Cet article est paru dans une version abrégée dans Ciel et Espace, Octobre 2005
Dans la très grande majorité de la communauté des astrophysiciens, dans la littérature professionnelle comme dans celle à l’usage du grand public, la réponse ne semble faire aucun doute : si la vie procède simplement de lois physiques à priori connues ou en passe de l’être, l’immensité de l’Univers (400 milliards d’étoiles dans notre seule Galaxie), les très longues échelles de temps dont nous disposons (13.7 milliards d’années d’après les plus récentes estimations de l’âge du « Big-Bang ») et les découvertes de plus en plus fréquentes d’exoplanètes, tout laisse à penser que non seulement la vie est un phénomène banal dans l’Univers mais que l’intelligence et, par voie de conséquence, la présence de civilisations technologiques avancées, constituent un aboutissement logique de l’évolution galactique.
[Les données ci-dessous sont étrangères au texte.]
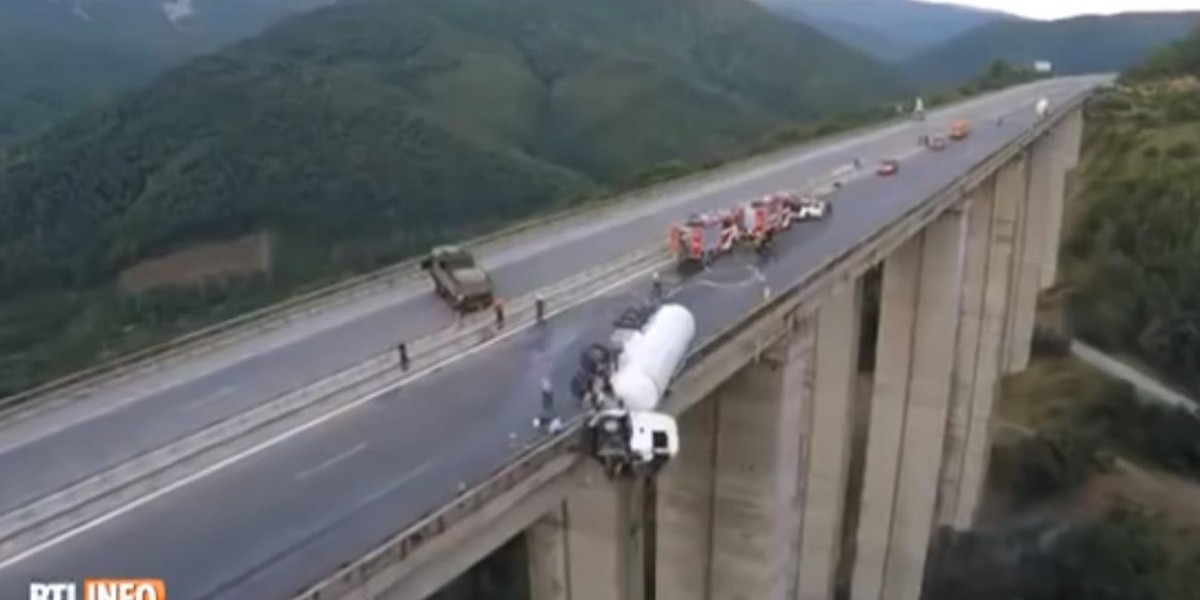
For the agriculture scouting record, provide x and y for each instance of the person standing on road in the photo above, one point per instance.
(547, 419)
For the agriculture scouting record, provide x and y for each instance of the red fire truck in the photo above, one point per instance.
(762, 219)
(701, 238)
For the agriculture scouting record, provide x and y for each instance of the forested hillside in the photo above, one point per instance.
(891, 30)
(1081, 45)
(366, 131)
(1134, 256)
(60, 55)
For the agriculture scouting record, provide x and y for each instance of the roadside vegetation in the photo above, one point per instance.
(348, 183)
(1093, 492)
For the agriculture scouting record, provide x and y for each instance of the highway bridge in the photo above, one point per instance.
(294, 457)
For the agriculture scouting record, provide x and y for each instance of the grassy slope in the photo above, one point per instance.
(888, 29)
(54, 63)
(370, 130)
(1075, 46)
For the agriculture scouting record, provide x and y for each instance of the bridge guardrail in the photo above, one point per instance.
(163, 466)
(214, 337)
(401, 545)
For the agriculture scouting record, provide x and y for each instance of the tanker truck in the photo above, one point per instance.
(622, 385)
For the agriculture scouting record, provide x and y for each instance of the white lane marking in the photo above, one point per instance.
(396, 485)
(675, 198)
(287, 435)
(217, 395)
(352, 312)
(331, 461)
(109, 516)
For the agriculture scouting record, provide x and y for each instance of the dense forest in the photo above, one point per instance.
(1132, 287)
(59, 57)
(1080, 45)
(363, 132)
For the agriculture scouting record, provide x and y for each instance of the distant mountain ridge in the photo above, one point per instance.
(1080, 45)
(60, 55)
(891, 30)
(396, 118)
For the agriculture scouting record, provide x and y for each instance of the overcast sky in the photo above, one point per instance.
(1060, 9)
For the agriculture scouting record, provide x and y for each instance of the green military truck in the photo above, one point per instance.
(459, 279)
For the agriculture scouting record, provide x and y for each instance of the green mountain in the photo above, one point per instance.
(1083, 45)
(1132, 258)
(401, 118)
(891, 30)
(60, 55)
(363, 132)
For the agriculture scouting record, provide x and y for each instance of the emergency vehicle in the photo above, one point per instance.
(761, 220)
(804, 207)
(703, 237)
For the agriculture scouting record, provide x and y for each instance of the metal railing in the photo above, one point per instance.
(844, 268)
(214, 337)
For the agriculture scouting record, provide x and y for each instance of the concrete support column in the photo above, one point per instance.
(1013, 319)
(605, 539)
(761, 436)
(835, 376)
(685, 497)
(546, 543)
(1066, 139)
(915, 355)
(1008, 195)
(1035, 256)
(975, 279)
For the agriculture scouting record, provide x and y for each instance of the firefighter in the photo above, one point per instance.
(498, 306)
(547, 419)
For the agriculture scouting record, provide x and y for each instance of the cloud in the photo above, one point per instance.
(178, 10)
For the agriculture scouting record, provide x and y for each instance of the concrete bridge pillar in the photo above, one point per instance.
(1014, 178)
(684, 513)
(1008, 192)
(966, 354)
(762, 426)
(915, 357)
(546, 544)
(605, 540)
(828, 457)
(1035, 256)
(1065, 141)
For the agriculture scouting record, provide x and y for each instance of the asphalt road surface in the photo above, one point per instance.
(283, 517)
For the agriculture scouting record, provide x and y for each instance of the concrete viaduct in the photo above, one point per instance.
(756, 504)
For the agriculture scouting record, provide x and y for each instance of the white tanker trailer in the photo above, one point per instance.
(624, 383)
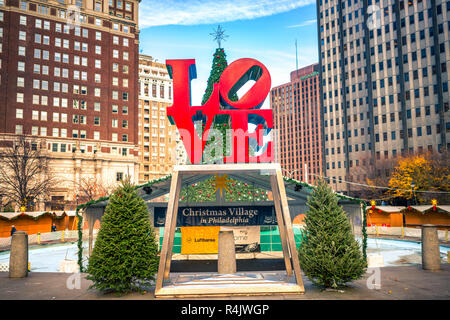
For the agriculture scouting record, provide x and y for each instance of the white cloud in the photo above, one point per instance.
(192, 12)
(303, 24)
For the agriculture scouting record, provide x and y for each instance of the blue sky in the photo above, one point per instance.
(265, 30)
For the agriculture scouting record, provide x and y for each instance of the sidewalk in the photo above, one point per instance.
(397, 283)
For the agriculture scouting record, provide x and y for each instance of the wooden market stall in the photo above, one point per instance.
(416, 216)
(36, 222)
(384, 216)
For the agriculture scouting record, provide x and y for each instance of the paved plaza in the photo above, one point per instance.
(397, 283)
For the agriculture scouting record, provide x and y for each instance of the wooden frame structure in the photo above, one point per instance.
(283, 219)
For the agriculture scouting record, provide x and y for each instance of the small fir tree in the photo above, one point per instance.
(219, 64)
(329, 254)
(221, 122)
(125, 255)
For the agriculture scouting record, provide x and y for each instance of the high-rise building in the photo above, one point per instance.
(384, 83)
(68, 78)
(296, 109)
(157, 137)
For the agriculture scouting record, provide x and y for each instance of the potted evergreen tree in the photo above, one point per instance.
(329, 254)
(125, 256)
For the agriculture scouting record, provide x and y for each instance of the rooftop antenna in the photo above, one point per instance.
(219, 35)
(296, 58)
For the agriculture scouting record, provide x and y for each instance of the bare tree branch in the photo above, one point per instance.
(25, 173)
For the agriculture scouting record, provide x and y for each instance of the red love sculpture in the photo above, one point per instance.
(242, 112)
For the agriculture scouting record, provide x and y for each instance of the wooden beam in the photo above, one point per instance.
(173, 226)
(281, 227)
(167, 230)
(289, 229)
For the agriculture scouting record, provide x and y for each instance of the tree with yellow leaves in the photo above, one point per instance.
(422, 172)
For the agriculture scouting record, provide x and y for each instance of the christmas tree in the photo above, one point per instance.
(233, 191)
(329, 254)
(219, 64)
(125, 255)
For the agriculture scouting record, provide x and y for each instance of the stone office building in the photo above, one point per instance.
(384, 83)
(68, 78)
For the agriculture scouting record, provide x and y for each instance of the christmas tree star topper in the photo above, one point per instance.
(219, 35)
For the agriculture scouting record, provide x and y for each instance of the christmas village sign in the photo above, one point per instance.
(246, 110)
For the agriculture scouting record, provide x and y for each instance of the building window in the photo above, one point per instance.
(19, 113)
(19, 129)
(19, 97)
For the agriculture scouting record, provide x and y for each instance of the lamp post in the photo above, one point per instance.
(291, 172)
(412, 192)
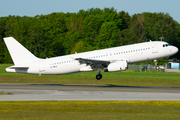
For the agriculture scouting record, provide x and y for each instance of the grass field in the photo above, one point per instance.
(124, 78)
(90, 110)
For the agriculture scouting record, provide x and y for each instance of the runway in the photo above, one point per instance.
(59, 92)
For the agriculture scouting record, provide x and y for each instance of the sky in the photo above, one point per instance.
(37, 7)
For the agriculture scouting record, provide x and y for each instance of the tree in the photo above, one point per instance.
(107, 35)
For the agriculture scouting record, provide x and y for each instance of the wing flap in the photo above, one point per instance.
(18, 67)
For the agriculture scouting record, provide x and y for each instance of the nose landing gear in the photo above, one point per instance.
(99, 75)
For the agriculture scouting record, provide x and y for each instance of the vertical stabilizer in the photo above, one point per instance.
(19, 53)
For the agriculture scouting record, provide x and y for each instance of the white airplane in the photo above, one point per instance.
(109, 60)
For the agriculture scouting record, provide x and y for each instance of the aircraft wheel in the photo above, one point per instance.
(98, 76)
(157, 67)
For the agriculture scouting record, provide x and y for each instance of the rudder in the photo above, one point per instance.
(19, 53)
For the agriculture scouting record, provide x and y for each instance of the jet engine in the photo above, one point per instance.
(117, 66)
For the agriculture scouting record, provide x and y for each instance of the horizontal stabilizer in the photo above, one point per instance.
(18, 67)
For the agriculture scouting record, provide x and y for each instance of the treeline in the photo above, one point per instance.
(66, 33)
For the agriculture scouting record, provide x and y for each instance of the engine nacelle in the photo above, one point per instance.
(117, 66)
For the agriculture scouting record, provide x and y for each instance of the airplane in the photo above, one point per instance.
(109, 60)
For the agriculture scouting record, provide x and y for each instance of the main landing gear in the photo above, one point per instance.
(99, 75)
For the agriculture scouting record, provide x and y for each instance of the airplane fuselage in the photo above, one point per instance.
(68, 64)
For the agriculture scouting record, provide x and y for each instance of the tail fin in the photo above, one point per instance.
(19, 53)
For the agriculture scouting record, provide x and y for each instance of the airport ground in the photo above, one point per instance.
(147, 84)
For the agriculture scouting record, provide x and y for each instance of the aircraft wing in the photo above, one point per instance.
(93, 63)
(18, 67)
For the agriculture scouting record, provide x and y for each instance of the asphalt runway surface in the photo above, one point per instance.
(58, 92)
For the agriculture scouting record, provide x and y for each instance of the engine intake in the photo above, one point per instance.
(117, 66)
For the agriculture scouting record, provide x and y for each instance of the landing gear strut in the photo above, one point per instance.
(98, 76)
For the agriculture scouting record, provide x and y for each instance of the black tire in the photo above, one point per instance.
(98, 77)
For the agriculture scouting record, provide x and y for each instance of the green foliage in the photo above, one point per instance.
(58, 34)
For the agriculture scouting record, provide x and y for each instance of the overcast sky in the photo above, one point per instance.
(38, 7)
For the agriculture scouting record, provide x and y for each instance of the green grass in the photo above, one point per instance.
(124, 78)
(90, 110)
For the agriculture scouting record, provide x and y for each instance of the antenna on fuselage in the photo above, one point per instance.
(161, 38)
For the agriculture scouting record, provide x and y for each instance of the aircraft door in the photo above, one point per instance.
(41, 66)
(154, 48)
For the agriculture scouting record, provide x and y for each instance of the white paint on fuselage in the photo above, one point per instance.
(132, 53)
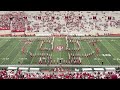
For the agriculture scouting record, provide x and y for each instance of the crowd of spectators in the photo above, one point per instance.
(59, 21)
(58, 73)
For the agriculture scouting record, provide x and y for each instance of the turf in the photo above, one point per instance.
(11, 54)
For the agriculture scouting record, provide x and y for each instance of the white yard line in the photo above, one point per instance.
(94, 55)
(84, 52)
(5, 50)
(11, 51)
(28, 50)
(35, 52)
(108, 50)
(16, 56)
(114, 48)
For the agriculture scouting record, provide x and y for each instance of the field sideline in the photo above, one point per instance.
(11, 54)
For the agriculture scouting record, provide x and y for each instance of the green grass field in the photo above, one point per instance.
(11, 54)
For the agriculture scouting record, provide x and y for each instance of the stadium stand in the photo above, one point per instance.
(58, 73)
(59, 23)
(62, 22)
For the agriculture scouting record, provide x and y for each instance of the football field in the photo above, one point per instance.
(14, 51)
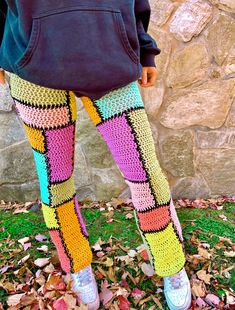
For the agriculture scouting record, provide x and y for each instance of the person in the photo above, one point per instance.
(55, 52)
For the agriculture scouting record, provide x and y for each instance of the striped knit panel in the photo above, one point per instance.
(121, 119)
(49, 119)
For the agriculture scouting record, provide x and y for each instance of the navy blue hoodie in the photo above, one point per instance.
(89, 46)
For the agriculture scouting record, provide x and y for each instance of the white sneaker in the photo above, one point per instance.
(85, 285)
(177, 291)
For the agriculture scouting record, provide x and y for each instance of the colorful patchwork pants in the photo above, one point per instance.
(49, 119)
Cette idée toute préconçue dans la pensée rationaliste et scientifique moderne semble avoir un profond effet sur une vision positiviste de la place de l’Homme dans l’Univers et de son nécessaire futur cosmique où la colonisation de l’espace est perçue comme une nécessité biologique absolue, impliquant une maîtrise de plus en plus complète de son environnement non plus planétaire mais aussi stellaire, galactique et de l’Univers entier.
Pourtant, force est de constater que cet optimiste quasi général se heurte à une série de faits simples qui, si ils ne sont pas irréfutables, devraient nous permettre à tout le moins d’approfondir nos réflexions sur le sens, l’originalité et la finalité de la vie intelligente.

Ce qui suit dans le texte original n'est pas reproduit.